Which predictors should I choose?
model1 <- lm(Resp~.,data=test_dat)
> summary(model1)
Call:
lm(formula = Resp ~ ., data = test_dat)
Residuals:
Min 1Q Median 3Q Max
-0.35934 -0.07729 0.00330 0.08204 0.38709
Coefficients:
Estimate Std.
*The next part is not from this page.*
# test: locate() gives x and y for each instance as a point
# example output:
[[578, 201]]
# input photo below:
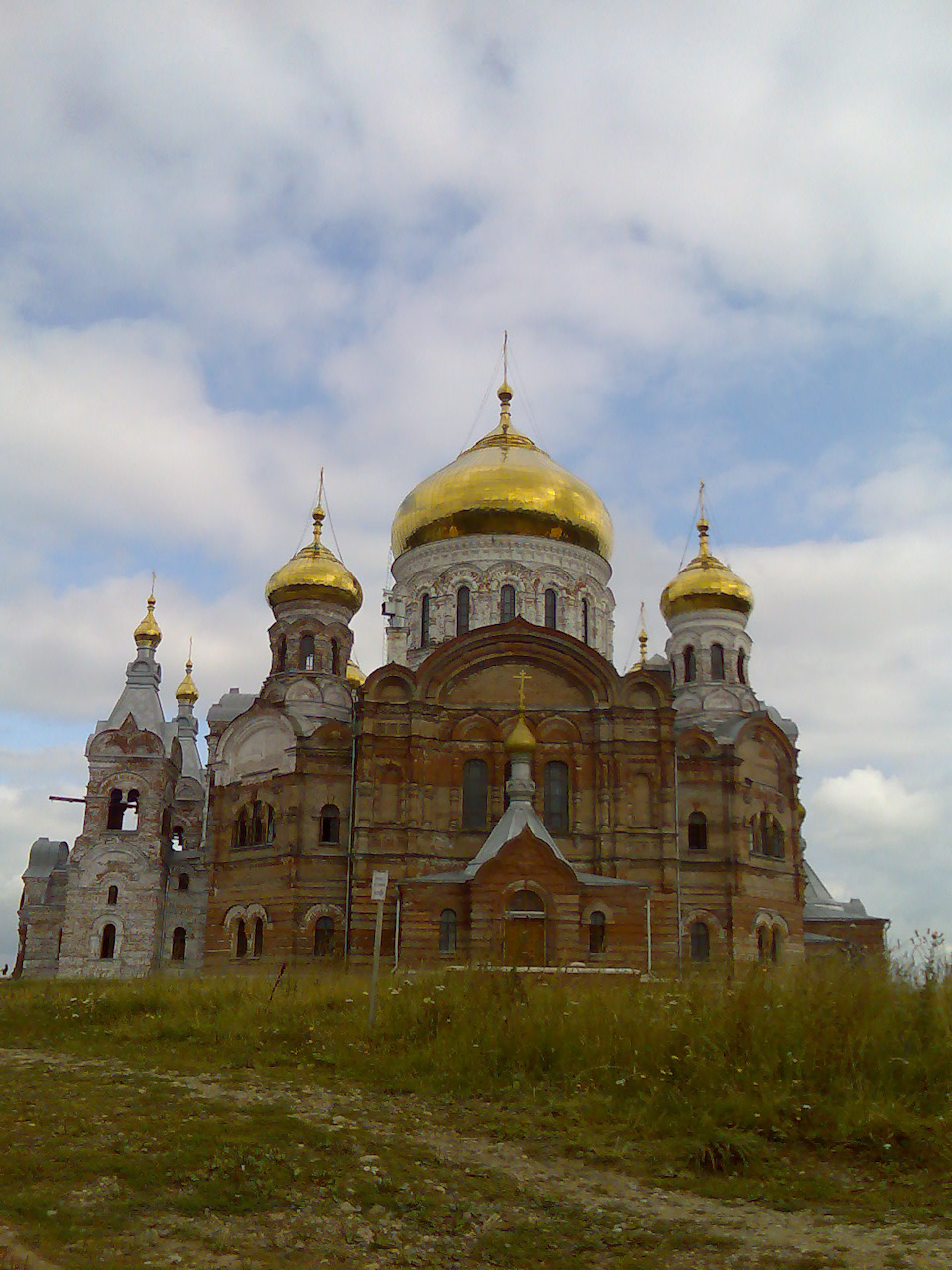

Error t value Pr(>|t|)
(Intercept) -3.18858 0.06926 -46.039 <2e-16 ***
Pred1 4.32083 0.03767 114.708 <2e-16 ***
Pred2 2.42110 0.04740 51.077 <2e-16 ***
Pred3 -1.00507 0.04435 -22.664 <2e-16 ***
Pred4 -3.19480 0.09147 -34.927 <2e-16 ***
Pred5 2.77779 0.05368 51.748 <2e-16 ***
Pred6 1.22923 0.05427 22.648 <2e-16 ***
Pred7 -1.21338 0.04562 -26.595 <2e-16 ***
Pred8 0.02485 0.05937 0.419 0.676
Pred9 -0.67831 0.05308 -12.778 <2e-16 ***
Pred10 1.69947 0.02628 64.672 <2e-16 ***
---
Signif. codes: 0 ‘***’ 0.001 ‘**’ 0.01 ‘*’ 0.05 ‘.’ 0.1 ‘ ’ 1
Residual standard error: 0.1193 on 489 degrees of freedom
Multiple R-squared: 0.997, Adjusted R-squared: 0.997
F-statistic: 1.645e+04 on 10 and 489 DF, p-value: < 2.2e-16
My new model should have an R^2 >= 0.897
(threshold<-0.9*r.sqrd)
[1] 0.8973323
metrics.swiss <- calc.relimp(model1, type = c("lmg", "first", "last","betasq", "Pratt"))
metrics.swiss
[email protected]
>Pred1 Pred2 Pred3 Pred4 Pred5 Pred6 Pred7 Pred8 Pred9 Pred10
2 8 3 6 1 10 5 4 7 9
sum(metrics.swiss@lmg)
orderComponents<-c(5,1,3,8,7,4,9,2,10,6)
PCAFactors<-Project.Data.PCA$scores
Rotated<-as.data.frame(cbind(Resp=test_dat$Resp,PCAFactors))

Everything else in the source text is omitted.